We continue our series of interviews with various artists from different levels of seniority and backgrounds! 

We will be exploring Artist’s parcours, career paths, and artistic choices. 


Today we talk to Graeme McDougall, CG Lead/Supervisor, who has worked with us on many projects including the most recent Zemeckis’ The Witches and His Dark Materials.

Graeme McDougall

– Hi Graeme ! Thanks for taking some time to discuss your job today! What would you say a CG Supervisor, or Assistant CFX Art Director entails? 

– Hello! Well as a CG Lead in a smaller company, my work still involves quite a lot of hands-on 3D work. It regularly falls to me to come up with technical solutions to challenges in production, or to help evaluate the pros & cons of different approaches to a design challenge. I’ll often look at different pieces of software or plugins & try them out to see which might give the best results for the task at hand. I’d say for a CG Lead, you should have an overview of most areas of 3D work, from modelling, texturing, shaders & lighting, scripting/ TD type work, rigging & animation. You’ll need to know enough about compositing & matte-painting to be able to support those artists & provide them what they need to be able to do their work smoothly. You don’t have to be an expert in all fields of course, we all have our strengths & areas of expertise. You need to trust the other people in the team to do their work when they can get a result faster or better than you can. I think a lot of us start out wanting to make everything from scratch & do every part of the process ourselves but the realities of pre-production & deadlines gradually teach us that we need to make use of all the assets and resources available to us. When you’re working in smaller, more nimble teams in pre-production, it’s very useful to be able to jump in & fill a gap, whether that’s UVing a model, fixing the weighting on a character or putting together a quick slap-comp to demonstrate an idea.

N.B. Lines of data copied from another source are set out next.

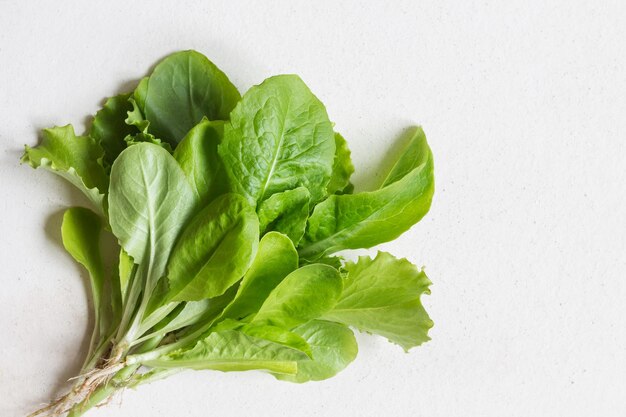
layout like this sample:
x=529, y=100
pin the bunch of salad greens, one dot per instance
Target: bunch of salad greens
x=229, y=212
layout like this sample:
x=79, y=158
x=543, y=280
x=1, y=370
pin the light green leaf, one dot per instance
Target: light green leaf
x=214, y=251
x=134, y=116
x=197, y=156
x=333, y=347
x=279, y=138
x=141, y=92
x=231, y=350
x=304, y=295
x=184, y=88
x=366, y=219
x=382, y=296
x=275, y=259
x=412, y=156
x=78, y=159
x=80, y=231
x=125, y=270
x=342, y=167
x=286, y=213
x=144, y=137
x=109, y=127
x=278, y=335
x=149, y=202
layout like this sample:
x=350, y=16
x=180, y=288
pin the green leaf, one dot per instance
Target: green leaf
x=366, y=219
x=412, y=156
x=184, y=88
x=342, y=167
x=197, y=156
x=125, y=270
x=275, y=259
x=286, y=212
x=303, y=295
x=149, y=202
x=278, y=335
x=80, y=231
x=231, y=350
x=279, y=138
x=109, y=127
x=144, y=137
x=78, y=159
x=382, y=296
x=215, y=250
x=333, y=347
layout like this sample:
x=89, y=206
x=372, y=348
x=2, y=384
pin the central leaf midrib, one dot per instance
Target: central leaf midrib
x=275, y=155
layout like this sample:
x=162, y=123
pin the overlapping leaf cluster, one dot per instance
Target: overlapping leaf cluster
x=228, y=211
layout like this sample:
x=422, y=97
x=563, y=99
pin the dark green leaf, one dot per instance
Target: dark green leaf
x=366, y=219
x=184, y=88
x=333, y=347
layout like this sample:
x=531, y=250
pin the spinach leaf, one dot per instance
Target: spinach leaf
x=231, y=350
x=182, y=89
x=305, y=294
x=382, y=296
x=78, y=159
x=109, y=127
x=333, y=347
x=278, y=335
x=125, y=272
x=342, y=168
x=366, y=219
x=149, y=202
x=275, y=259
x=286, y=212
x=214, y=251
x=197, y=156
x=278, y=138
x=80, y=231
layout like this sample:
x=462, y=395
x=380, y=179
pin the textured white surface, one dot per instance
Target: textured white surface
x=524, y=105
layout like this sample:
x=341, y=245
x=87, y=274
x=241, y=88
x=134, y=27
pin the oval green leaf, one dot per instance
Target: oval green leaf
x=279, y=138
x=333, y=347
x=214, y=251
x=303, y=295
x=184, y=88
x=275, y=259
x=362, y=220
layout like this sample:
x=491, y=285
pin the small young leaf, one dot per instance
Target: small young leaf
x=382, y=296
x=279, y=138
x=342, y=167
x=275, y=259
x=286, y=213
x=232, y=350
x=333, y=347
x=304, y=295
x=362, y=220
x=214, y=251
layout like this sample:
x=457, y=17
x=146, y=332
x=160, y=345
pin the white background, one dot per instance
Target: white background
x=524, y=106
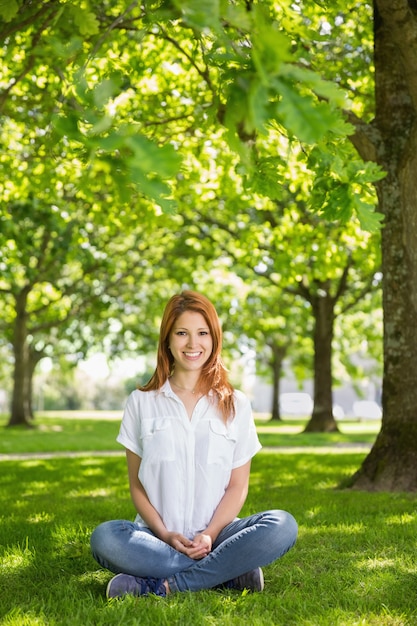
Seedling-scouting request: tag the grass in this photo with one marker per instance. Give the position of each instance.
(91, 431)
(353, 565)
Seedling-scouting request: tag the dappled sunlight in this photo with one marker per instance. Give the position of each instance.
(41, 518)
(402, 518)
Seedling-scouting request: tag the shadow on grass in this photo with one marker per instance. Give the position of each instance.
(354, 562)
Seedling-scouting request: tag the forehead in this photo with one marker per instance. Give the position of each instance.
(190, 319)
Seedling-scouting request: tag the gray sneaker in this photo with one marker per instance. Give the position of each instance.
(253, 581)
(123, 584)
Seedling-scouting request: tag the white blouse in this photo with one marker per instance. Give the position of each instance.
(186, 463)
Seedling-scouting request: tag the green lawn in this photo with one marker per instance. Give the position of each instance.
(353, 565)
(81, 432)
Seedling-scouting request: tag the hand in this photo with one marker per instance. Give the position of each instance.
(202, 545)
(196, 549)
(178, 541)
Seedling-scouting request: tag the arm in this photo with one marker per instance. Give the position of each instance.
(148, 512)
(229, 506)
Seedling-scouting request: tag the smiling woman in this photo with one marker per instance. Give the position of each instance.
(189, 439)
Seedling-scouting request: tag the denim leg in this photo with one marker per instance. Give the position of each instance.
(244, 544)
(126, 547)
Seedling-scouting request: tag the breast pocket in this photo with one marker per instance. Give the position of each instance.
(157, 441)
(221, 445)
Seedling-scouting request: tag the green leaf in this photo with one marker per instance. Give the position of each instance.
(149, 157)
(307, 119)
(86, 21)
(200, 13)
(8, 9)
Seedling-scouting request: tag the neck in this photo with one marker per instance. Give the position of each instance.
(184, 385)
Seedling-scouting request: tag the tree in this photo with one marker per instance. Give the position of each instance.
(374, 59)
(391, 140)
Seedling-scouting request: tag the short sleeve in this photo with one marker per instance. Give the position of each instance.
(129, 433)
(247, 442)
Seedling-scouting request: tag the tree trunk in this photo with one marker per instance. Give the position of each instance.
(20, 409)
(322, 419)
(392, 463)
(278, 355)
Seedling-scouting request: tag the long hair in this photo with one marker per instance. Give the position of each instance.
(214, 374)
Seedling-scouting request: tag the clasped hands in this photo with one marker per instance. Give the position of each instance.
(197, 548)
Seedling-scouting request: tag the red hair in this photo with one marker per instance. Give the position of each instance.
(214, 374)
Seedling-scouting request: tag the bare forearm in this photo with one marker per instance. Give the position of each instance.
(227, 510)
(148, 513)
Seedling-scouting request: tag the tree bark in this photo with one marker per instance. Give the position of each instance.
(278, 355)
(392, 463)
(21, 411)
(322, 419)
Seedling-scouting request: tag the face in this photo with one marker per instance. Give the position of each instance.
(190, 342)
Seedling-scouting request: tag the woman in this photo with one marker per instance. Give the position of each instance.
(189, 439)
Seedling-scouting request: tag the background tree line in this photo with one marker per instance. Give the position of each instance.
(149, 144)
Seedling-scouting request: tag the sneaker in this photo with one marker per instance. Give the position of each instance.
(253, 581)
(123, 584)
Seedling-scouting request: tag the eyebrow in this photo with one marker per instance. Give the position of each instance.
(184, 328)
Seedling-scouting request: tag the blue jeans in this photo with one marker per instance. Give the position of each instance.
(244, 544)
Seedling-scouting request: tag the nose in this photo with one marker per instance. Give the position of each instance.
(191, 340)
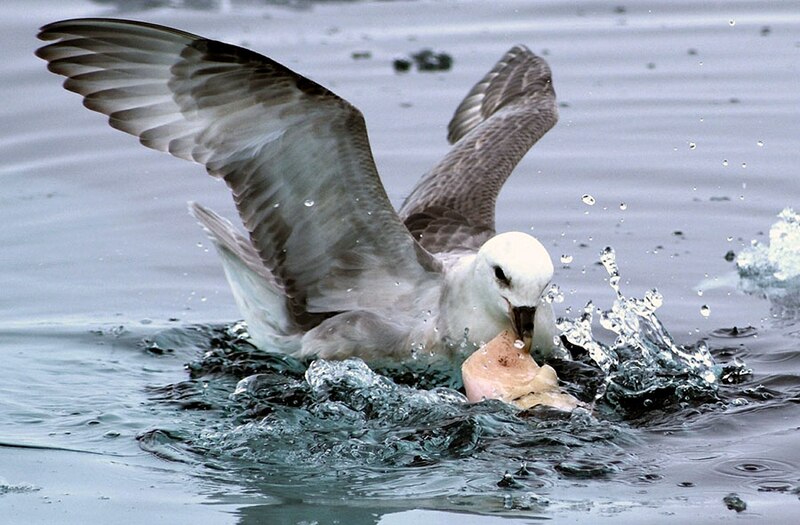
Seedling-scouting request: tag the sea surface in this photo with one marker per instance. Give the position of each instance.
(677, 145)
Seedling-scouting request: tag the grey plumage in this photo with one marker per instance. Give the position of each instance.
(506, 113)
(323, 241)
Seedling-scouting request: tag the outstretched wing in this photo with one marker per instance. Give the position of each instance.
(295, 155)
(510, 109)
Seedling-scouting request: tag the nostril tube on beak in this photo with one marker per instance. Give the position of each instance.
(522, 317)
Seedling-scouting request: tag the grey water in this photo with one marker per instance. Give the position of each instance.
(128, 395)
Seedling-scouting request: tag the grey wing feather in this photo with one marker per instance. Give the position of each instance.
(505, 114)
(295, 155)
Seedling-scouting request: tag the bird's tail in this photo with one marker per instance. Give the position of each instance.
(260, 299)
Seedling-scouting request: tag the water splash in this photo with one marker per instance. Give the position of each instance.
(643, 366)
(773, 271)
(777, 264)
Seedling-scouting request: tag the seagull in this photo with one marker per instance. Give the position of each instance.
(328, 267)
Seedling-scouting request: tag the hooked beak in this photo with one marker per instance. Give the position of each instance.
(522, 319)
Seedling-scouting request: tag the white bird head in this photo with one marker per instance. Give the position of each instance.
(513, 270)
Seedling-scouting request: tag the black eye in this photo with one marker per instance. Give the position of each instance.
(501, 276)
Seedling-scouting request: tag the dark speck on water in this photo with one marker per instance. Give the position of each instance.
(734, 502)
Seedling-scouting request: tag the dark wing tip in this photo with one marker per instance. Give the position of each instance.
(518, 74)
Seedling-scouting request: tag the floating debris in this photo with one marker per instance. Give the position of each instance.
(425, 60)
(734, 502)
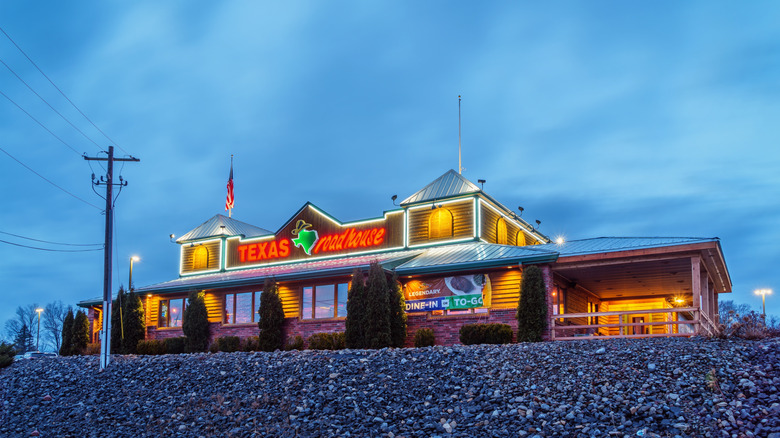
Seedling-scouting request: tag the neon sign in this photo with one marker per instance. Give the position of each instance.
(350, 239)
(253, 252)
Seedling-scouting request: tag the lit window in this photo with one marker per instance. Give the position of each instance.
(440, 224)
(501, 231)
(242, 308)
(200, 258)
(324, 301)
(171, 312)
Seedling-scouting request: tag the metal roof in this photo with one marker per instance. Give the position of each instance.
(614, 244)
(447, 185)
(293, 271)
(474, 255)
(213, 227)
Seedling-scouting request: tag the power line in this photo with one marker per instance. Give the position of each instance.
(61, 92)
(47, 103)
(51, 250)
(49, 242)
(49, 181)
(42, 125)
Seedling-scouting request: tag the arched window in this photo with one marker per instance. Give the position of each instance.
(440, 224)
(200, 258)
(501, 231)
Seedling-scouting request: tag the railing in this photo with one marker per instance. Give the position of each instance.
(557, 324)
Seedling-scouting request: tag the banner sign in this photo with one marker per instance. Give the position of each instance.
(460, 292)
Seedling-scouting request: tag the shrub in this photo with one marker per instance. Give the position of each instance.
(66, 349)
(271, 317)
(397, 314)
(296, 343)
(327, 341)
(80, 333)
(93, 349)
(195, 322)
(532, 308)
(176, 345)
(151, 347)
(356, 312)
(228, 344)
(7, 354)
(424, 338)
(485, 334)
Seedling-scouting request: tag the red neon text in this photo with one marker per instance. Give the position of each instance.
(253, 252)
(349, 239)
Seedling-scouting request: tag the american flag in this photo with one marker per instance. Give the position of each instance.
(229, 200)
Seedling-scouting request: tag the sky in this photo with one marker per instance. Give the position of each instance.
(600, 118)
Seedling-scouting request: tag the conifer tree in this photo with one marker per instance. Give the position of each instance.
(135, 324)
(66, 349)
(377, 309)
(195, 322)
(532, 308)
(271, 317)
(80, 333)
(117, 321)
(355, 330)
(397, 313)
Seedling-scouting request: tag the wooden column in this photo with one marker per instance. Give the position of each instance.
(696, 289)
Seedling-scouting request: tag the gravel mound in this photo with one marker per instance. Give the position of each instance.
(609, 388)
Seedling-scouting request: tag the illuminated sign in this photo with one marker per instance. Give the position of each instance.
(351, 239)
(253, 252)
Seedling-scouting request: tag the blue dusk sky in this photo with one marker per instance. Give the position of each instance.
(600, 118)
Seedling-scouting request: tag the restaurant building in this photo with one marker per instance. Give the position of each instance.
(459, 255)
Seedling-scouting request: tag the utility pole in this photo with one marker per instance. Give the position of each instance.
(105, 341)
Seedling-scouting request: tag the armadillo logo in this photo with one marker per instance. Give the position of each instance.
(306, 238)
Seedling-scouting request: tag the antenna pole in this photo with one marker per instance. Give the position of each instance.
(460, 167)
(105, 341)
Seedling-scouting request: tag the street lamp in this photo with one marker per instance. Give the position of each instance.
(38, 341)
(130, 283)
(763, 293)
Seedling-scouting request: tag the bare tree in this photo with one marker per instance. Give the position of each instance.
(26, 316)
(53, 317)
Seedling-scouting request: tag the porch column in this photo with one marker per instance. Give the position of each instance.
(696, 289)
(549, 334)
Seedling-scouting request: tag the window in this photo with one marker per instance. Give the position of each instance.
(440, 224)
(324, 301)
(242, 308)
(501, 231)
(200, 258)
(171, 313)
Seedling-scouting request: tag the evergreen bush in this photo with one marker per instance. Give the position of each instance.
(424, 338)
(271, 317)
(471, 334)
(295, 343)
(377, 320)
(134, 321)
(151, 347)
(7, 354)
(195, 322)
(177, 345)
(356, 312)
(532, 308)
(66, 349)
(80, 336)
(397, 314)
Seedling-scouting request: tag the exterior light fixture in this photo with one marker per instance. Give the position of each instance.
(763, 293)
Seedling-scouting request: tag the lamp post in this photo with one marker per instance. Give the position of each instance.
(130, 282)
(763, 293)
(38, 341)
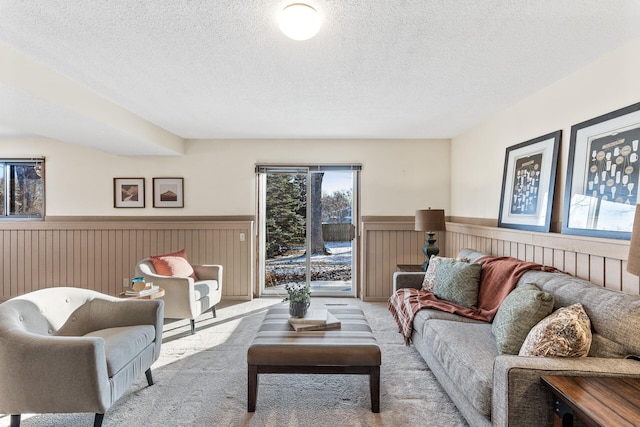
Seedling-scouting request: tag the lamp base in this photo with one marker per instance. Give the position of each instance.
(429, 249)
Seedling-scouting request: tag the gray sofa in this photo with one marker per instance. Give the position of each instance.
(491, 389)
(74, 350)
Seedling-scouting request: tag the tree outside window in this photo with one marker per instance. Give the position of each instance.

– Sounds..busy! How did you come to be in this position today, was it something that was pre-planned ?

– It can be.. I started out from a character rigging & animation background. Then there was a period where the company wasn’t doing much pre-vis, instead we were doing a lot of concept art for sets & stylised matte-paintings. Most of it was for adverts, so it would be a new job every week. So I thought to myself  ‘I really need to learn how to do lighting & rendering if I’m going to be useful here‘, so I set about learning that. At some point I decided to learn some python scripting & over the years I made a few simple scripts to help with our workflows at times. Working with concept artists & matte-painters, then later compositors, taught me more about what they did & what they wanted from 3D to help make their work better & faster. So over the years, I got to the point where I had a pretty good overview of the 3D side of pre-production, of where it was most useful & of how we interface with all the other teams in Art Department, in concept art etc. So overall, I didn’t really plan it, it happened quite organically.
برامج وتطبيقات
Nike, The Last Game (2014)

 

 – Cool! Which show/film or general project have you been on makes you the most proud of your work/you like the most?

 – Nike’s ‘The Game’ world cup short film was a fun one, we were working on very big, expansive backgrounds of whole cities. Looking back, I shudder a bit at the way we did some things but I thought the end result was really successful. Software & hardware have come on so much in those 6 years.  Also, a lot of the concept art we’ve produced for His Dark Materials – it’s just hard because koora extra we see it on screen so long after we work on it, you get a little impatient to see it out there. Of course in every job, some of it will never see the light of day, those ideas on the cutting room floor. But that’s the nature of the job.

Thanks for the insight Graeme,  and keep up the excellent work!